The Physician’s Role in Prevention Counseling
Most Americans visit their doctor at least once a year, with an average of 2.1 annual visits (U.S. Department of Health and Human Services, 2005). Physicians are particularly well-situated for prevention counseling for patients with MM who generally interact with the health care system even more frequently. For primary care visits alone, individuals with diabetes and up to two additional conditions make, on average, 2.64 visits a year, compared to 3.93 for those with four to five total conditions and 6.36 visits for individuals with six or more total conditions (Starfield et al., 2003). Similar patterns exist using various other index conditions.
Most adults have reported that their physician is their most trusted and influential source of health information (Krewski et al., 2006). Thus, low rates of preventive counseling represent a missed opportunity for health promotion. For instance, although 42% of patients reported their physicians to be their primary source of cancer information, the majority of patients did not discuss CRC screening with their physician (Greiner, Engelman, Hall, & Ellerbeck, 2004). Physicians also exert a priming effect; when they have provided advice about health behaviors, patients were more likely to view printed materials as personally relevant, which has led to greater likelihood of lifestyle changes (Galuska, Will, Serdula, & Ford, 1999; Kreuter, Chheda, & Bull, 2000).
Theoretical Background
We currently lack theoretical and substantive insights on the relationship between disease prevention and MM management. In one of the few existing models focused on physician counseling, Lewis and colleagues (1986) found that physicians’ counseling attitudes, comprised of their motivation, perceived skills, and perceived barriers in providing recommendations, predicted physician counseling practices. Lewis focused exclusively on the physician, overlooking systems and patient factors. In contrast, the Systems Model of Clinical Preventive Care (SMCPC) was designed to predict engagement in prevention activities.
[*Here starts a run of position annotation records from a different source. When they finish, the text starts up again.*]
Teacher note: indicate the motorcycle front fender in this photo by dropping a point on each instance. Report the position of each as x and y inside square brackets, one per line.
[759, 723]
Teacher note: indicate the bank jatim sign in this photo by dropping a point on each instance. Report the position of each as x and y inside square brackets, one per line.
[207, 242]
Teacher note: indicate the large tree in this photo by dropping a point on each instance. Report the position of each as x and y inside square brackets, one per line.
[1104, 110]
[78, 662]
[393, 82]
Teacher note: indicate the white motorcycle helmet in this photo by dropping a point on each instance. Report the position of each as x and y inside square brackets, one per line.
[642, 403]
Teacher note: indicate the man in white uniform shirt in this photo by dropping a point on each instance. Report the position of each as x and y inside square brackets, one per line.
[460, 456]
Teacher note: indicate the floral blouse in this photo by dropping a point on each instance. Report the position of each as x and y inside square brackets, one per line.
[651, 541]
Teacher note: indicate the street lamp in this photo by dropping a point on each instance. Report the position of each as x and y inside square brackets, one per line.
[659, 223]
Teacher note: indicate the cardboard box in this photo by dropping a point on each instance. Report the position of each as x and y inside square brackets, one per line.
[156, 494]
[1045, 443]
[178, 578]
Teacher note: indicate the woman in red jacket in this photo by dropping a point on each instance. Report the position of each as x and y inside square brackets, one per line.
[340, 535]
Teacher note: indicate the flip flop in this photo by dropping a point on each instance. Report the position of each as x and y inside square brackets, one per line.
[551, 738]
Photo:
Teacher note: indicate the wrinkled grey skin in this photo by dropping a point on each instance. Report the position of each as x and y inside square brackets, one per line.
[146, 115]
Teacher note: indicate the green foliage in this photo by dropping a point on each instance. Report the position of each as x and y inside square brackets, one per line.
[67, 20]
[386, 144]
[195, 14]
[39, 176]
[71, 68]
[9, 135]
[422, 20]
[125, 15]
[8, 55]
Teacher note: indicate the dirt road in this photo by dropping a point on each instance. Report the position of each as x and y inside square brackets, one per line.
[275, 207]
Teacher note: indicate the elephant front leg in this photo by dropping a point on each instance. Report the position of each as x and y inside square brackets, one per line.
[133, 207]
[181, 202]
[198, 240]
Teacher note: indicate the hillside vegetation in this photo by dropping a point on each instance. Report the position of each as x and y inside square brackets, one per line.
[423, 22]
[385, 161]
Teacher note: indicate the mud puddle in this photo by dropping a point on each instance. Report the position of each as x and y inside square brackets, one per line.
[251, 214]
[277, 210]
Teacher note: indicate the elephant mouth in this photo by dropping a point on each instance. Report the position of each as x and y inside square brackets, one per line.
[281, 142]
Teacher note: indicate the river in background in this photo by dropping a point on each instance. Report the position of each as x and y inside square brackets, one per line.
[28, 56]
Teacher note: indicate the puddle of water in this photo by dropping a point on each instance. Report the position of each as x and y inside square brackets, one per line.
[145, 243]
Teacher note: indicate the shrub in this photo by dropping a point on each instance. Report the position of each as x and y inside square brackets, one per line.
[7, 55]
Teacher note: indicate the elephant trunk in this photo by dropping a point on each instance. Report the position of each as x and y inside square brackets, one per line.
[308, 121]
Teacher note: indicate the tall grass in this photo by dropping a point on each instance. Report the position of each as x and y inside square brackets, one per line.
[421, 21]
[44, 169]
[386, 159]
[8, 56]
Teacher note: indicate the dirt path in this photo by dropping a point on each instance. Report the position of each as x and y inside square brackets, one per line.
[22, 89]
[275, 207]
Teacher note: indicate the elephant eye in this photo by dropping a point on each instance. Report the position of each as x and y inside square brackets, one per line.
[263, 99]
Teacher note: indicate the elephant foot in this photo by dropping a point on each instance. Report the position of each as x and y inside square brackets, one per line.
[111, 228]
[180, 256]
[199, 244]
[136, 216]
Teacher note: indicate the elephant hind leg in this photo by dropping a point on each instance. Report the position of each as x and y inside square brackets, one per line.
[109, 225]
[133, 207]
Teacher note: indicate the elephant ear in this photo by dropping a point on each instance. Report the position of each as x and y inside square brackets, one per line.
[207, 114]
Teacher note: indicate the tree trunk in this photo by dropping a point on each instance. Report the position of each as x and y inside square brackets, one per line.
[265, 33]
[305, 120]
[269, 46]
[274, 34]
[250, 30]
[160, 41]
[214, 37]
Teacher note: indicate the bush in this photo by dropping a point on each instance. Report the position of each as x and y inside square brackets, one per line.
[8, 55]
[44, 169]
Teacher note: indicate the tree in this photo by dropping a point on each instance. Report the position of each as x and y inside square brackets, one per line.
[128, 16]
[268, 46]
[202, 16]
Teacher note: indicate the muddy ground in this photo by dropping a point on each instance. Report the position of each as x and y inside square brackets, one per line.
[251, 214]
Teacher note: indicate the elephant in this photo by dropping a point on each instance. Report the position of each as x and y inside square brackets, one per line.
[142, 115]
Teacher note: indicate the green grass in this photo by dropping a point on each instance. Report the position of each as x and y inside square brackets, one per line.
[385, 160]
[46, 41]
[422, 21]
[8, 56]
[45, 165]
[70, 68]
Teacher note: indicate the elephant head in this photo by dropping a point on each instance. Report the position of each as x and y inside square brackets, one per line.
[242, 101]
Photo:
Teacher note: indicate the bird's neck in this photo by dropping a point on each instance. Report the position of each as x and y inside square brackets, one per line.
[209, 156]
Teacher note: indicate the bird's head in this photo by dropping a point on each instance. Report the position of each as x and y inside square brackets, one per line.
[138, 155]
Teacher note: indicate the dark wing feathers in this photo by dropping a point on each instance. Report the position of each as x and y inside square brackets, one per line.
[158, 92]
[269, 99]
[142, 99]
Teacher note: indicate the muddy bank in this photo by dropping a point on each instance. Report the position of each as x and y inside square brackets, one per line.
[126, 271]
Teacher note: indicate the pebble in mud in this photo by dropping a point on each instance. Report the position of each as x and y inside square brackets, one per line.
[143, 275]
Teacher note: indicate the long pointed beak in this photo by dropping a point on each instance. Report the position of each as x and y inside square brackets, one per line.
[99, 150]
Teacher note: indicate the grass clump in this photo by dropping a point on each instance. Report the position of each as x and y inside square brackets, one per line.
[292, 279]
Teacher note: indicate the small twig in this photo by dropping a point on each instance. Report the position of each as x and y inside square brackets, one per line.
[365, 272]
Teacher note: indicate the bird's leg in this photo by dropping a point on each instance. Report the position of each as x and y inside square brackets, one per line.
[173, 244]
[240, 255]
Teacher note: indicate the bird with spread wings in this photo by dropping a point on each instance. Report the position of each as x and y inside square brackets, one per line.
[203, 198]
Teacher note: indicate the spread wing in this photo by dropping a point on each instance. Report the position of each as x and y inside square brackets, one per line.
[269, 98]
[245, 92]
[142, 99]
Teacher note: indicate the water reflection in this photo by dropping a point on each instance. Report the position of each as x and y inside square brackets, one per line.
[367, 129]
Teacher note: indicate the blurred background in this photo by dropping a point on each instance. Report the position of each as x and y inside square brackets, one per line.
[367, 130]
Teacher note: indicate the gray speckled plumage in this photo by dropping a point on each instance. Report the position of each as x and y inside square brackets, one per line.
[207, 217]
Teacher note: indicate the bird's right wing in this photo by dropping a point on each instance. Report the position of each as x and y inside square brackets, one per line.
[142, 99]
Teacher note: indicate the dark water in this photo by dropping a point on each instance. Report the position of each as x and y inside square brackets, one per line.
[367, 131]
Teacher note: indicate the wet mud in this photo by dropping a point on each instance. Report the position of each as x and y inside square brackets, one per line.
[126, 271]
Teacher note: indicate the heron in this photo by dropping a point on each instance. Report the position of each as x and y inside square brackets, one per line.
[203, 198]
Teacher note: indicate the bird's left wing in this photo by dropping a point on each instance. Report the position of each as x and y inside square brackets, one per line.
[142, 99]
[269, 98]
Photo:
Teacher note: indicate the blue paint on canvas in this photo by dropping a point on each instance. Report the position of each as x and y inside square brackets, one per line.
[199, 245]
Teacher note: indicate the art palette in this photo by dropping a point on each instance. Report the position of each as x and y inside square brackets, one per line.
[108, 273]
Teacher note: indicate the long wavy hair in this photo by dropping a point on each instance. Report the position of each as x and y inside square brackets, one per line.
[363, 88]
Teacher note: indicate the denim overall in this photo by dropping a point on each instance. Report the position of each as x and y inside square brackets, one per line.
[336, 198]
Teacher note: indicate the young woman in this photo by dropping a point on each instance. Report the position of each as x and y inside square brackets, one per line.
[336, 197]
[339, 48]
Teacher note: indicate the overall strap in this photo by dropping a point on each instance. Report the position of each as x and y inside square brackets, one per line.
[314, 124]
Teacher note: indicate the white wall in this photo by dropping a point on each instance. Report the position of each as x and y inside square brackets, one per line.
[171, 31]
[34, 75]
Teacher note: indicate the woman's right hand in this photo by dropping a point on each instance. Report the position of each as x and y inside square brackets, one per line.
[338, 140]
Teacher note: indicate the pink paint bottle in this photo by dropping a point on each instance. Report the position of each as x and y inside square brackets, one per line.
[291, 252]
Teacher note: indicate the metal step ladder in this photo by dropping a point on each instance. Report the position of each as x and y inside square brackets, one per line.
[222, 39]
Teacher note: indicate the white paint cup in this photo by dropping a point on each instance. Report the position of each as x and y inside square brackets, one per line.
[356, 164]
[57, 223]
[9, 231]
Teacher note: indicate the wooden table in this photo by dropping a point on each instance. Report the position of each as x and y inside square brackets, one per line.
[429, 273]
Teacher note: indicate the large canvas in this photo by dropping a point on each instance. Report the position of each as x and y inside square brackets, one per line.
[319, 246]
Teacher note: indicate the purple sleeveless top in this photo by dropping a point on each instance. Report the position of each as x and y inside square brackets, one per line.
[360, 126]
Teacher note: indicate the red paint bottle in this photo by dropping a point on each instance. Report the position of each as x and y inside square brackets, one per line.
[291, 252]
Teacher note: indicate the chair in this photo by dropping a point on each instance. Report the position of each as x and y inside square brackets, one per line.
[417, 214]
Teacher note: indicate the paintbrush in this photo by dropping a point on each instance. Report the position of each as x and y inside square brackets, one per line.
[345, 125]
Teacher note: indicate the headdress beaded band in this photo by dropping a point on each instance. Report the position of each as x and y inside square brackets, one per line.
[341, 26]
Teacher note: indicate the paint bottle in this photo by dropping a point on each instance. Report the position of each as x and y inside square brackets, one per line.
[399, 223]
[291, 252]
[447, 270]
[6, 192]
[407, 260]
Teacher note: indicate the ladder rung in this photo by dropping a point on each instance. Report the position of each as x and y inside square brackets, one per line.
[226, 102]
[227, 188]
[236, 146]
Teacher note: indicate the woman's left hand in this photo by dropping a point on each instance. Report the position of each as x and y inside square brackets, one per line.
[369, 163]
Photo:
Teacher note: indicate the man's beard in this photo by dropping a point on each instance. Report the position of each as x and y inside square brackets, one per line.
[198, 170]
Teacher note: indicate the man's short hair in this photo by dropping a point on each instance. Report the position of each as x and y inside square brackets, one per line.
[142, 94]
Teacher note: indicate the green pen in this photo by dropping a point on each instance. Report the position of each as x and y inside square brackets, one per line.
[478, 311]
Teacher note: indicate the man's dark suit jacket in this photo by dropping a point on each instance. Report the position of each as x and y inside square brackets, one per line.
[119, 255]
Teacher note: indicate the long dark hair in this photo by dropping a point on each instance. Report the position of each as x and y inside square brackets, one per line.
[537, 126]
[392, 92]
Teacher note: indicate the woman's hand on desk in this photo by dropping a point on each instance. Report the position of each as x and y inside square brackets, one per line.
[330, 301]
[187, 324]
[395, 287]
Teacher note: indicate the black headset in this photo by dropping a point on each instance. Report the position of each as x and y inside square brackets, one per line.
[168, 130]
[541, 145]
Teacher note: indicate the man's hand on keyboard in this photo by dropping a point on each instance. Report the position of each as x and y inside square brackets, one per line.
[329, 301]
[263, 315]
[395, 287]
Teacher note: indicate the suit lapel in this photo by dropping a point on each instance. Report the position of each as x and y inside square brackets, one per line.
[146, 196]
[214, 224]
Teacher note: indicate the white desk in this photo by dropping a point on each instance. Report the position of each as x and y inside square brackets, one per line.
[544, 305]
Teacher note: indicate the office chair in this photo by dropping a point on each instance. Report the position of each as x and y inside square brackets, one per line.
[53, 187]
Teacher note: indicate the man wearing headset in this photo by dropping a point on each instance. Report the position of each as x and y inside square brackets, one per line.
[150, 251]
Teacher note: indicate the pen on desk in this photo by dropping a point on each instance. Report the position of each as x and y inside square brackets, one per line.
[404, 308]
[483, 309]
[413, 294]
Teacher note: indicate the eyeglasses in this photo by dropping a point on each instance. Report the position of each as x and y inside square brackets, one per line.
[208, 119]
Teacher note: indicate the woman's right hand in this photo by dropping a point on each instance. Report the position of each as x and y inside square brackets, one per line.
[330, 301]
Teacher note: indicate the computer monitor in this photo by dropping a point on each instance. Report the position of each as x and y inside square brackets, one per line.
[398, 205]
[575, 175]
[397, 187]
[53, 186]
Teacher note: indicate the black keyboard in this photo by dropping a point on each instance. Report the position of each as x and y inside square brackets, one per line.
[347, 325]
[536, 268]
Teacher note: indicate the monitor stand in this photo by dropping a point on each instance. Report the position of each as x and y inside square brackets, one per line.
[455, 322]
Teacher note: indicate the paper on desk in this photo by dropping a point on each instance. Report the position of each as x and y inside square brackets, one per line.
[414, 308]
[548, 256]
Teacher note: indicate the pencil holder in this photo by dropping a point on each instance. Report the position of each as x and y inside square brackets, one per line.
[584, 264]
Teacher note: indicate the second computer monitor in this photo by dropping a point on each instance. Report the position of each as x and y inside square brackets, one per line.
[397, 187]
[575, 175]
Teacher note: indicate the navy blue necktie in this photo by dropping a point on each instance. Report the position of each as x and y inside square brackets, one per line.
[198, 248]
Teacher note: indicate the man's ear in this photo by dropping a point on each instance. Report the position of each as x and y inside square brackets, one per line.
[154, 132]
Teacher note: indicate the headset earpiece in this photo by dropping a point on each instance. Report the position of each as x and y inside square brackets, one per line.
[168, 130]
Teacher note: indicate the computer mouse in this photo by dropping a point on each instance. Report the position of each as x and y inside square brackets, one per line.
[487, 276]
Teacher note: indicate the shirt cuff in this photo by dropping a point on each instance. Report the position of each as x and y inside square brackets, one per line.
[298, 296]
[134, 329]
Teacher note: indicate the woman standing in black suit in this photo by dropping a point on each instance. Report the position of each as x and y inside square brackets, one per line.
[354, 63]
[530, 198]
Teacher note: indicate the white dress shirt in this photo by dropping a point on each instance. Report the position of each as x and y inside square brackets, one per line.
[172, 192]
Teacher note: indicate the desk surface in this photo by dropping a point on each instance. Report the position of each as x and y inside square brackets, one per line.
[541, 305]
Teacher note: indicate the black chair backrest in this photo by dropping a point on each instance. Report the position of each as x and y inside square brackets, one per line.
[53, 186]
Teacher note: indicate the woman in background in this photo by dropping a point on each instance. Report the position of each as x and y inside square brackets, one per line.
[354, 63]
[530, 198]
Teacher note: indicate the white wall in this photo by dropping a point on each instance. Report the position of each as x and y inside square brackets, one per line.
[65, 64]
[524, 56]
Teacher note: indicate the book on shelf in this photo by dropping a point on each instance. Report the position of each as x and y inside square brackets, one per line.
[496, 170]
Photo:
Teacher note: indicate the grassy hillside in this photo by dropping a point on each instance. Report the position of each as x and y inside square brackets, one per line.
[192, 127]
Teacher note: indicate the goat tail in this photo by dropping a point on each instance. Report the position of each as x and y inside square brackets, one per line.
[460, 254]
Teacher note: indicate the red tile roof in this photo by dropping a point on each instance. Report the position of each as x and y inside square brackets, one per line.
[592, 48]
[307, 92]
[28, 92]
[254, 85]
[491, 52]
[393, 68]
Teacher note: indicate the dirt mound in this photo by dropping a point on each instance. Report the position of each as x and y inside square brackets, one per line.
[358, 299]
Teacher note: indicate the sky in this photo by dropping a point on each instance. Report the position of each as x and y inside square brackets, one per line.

The SMCPC included both physician and patient factors that might influence preventive care activities. Developers of the SMCPC proposed that predisposing, reinforcing, and enabling factors on the individual level, as well as health care delivery system/organizational factors, features of the preventive activity, and situational factors/cues to action predict preventive behavior and ultimately health outcomes. Despite this wide array of factors, the developers of the SMCPC overlooked the role or potential utility of behavior change counseling (Walsh & McPhee, 1992). Thus, although there is extensive research associating patient factors with the likelihood of prevention counseling, little is known about the nature of physicians’ prevention counseling among patients with MM (Wee, McCarthy, Davis, & Phillips, 1999).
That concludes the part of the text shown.